I have to prove the following: if $R$ is a unital ring ( non necessarily commutative), that is connected (the only idempotents are 0 and 1) and artinian, then $\frac{R}{J(R)}$ is a domain.
My attempt: Since $R$ is artinian, it is semiperfect. Then $\frac{R}{J(R)}$ is semi-simple and idempotents of $\frac{R}{J(R)}$ lift modulo $J(R)$. Since $R$ is connected, it follows that also $\frac{R}{J(R)}$ is connected. Then I'm stuck. Any hint would be appreciated. Thank you !
Ok, then: after the Artin-Wedderburn theorem, $\frac{R}{J(R)}$ is a product of $n$ matrix ring over division rings.

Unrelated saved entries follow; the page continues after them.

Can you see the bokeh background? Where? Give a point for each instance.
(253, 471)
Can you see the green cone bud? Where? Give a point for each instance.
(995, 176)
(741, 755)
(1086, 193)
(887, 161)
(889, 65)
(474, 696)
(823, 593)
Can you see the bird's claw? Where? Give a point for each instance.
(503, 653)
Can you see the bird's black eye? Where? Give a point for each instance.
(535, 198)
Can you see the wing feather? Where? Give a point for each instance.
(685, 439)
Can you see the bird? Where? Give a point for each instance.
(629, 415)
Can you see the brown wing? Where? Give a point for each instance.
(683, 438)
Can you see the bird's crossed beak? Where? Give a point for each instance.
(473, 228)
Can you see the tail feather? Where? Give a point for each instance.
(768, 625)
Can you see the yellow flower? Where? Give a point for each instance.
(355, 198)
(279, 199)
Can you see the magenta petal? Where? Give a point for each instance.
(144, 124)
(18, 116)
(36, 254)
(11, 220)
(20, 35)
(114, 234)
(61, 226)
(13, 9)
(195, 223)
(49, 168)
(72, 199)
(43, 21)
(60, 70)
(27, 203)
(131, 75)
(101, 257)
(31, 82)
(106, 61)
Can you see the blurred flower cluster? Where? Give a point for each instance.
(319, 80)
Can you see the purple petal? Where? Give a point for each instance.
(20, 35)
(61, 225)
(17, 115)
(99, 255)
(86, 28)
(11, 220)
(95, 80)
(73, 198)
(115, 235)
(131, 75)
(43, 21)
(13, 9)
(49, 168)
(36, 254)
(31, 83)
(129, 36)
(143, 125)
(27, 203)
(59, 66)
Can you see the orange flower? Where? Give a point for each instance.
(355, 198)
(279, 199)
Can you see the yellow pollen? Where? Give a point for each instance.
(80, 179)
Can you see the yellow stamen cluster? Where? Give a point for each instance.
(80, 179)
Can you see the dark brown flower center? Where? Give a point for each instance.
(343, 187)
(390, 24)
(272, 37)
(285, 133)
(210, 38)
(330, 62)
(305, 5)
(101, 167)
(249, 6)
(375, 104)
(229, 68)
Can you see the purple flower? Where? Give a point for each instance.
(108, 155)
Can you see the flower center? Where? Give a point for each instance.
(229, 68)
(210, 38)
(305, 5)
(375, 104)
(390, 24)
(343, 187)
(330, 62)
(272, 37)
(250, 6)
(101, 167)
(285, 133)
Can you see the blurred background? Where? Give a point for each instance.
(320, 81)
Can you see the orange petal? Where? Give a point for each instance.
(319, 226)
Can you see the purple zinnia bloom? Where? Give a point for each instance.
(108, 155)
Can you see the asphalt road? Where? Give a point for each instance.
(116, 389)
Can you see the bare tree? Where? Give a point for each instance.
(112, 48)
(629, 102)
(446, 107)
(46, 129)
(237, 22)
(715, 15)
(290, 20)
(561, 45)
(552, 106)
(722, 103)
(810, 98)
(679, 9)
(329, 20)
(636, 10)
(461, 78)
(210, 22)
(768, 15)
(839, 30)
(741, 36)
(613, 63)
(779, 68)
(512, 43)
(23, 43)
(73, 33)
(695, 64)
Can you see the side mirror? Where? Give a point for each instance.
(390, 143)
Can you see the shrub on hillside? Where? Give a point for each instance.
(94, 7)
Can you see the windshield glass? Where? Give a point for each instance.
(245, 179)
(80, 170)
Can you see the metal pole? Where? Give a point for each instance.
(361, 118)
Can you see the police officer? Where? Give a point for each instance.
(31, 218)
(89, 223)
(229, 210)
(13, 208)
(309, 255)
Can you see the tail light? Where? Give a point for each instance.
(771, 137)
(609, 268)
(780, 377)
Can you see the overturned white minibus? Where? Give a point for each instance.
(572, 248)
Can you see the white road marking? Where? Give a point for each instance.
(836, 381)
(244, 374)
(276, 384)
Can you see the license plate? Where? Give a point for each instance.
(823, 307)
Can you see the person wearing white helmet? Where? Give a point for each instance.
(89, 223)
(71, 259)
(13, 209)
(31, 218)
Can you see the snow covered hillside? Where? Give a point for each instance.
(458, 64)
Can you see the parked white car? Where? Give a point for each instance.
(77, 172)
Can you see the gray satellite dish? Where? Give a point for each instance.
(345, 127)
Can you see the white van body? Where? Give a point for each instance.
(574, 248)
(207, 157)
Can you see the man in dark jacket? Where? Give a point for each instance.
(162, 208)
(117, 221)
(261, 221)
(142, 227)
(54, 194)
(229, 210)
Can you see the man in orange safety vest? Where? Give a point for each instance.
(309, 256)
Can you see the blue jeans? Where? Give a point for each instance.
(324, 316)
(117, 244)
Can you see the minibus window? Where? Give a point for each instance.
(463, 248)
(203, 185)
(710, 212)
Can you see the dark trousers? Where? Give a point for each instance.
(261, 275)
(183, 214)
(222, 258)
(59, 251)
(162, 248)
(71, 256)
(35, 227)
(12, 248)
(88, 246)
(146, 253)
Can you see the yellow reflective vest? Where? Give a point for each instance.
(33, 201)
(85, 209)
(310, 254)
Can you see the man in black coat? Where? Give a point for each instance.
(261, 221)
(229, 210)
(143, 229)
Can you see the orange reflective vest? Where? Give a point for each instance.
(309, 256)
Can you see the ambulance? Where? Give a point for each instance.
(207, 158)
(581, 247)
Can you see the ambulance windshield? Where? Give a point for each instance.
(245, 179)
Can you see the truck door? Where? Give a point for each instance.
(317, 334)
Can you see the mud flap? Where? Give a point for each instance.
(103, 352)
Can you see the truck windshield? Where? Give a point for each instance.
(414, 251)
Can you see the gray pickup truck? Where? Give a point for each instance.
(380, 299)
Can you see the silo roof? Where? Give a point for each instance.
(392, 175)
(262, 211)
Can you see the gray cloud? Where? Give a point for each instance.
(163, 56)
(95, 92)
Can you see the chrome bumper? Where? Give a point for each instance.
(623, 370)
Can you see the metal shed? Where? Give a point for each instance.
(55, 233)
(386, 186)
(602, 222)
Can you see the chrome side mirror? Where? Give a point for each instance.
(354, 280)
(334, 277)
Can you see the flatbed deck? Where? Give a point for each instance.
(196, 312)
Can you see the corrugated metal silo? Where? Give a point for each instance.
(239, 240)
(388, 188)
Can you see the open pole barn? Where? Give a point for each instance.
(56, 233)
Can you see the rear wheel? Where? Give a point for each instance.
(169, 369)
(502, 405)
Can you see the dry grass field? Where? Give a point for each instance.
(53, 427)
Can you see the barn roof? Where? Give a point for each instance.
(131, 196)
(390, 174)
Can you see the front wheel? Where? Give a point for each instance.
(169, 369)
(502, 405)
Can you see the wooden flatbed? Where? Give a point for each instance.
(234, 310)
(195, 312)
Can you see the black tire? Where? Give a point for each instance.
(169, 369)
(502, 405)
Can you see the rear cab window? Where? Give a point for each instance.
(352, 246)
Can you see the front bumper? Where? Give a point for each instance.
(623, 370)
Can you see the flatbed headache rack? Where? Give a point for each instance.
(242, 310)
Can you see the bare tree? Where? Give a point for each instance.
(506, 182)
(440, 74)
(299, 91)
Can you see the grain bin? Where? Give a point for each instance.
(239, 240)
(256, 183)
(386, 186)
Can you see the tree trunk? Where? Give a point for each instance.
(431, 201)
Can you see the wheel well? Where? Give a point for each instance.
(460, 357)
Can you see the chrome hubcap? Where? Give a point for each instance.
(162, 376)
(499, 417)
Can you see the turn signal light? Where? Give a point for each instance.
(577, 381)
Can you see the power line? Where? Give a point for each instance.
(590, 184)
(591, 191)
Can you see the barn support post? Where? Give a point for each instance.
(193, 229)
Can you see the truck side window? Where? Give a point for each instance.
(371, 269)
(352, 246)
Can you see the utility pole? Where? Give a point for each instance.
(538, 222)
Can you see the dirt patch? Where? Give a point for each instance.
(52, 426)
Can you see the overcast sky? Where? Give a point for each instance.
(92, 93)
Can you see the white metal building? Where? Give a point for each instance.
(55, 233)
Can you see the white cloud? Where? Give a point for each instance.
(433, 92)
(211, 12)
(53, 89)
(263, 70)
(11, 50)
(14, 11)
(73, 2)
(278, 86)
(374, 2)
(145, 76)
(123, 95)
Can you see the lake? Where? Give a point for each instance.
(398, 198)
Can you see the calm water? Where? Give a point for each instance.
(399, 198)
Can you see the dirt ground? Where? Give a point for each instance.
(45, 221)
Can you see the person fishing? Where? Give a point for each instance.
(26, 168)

Since the product of at least 2 rings contains non trivial idempotents, (i.e. $(1,0)$), and since $\frac{R}{J(R)}$ is connected, it must be $n=1$. Now, for $N\geq2$ (where $N$ is the size of the matrix), every matrix ring over a division ring contains the non trivial idempotent $(0,0),(0,1)$. Again, by connectivity of $\frac{R}{J(R)}$, we have that $N=1$, so $\frac{R}{J(R)}$ is division ring, hence a domain.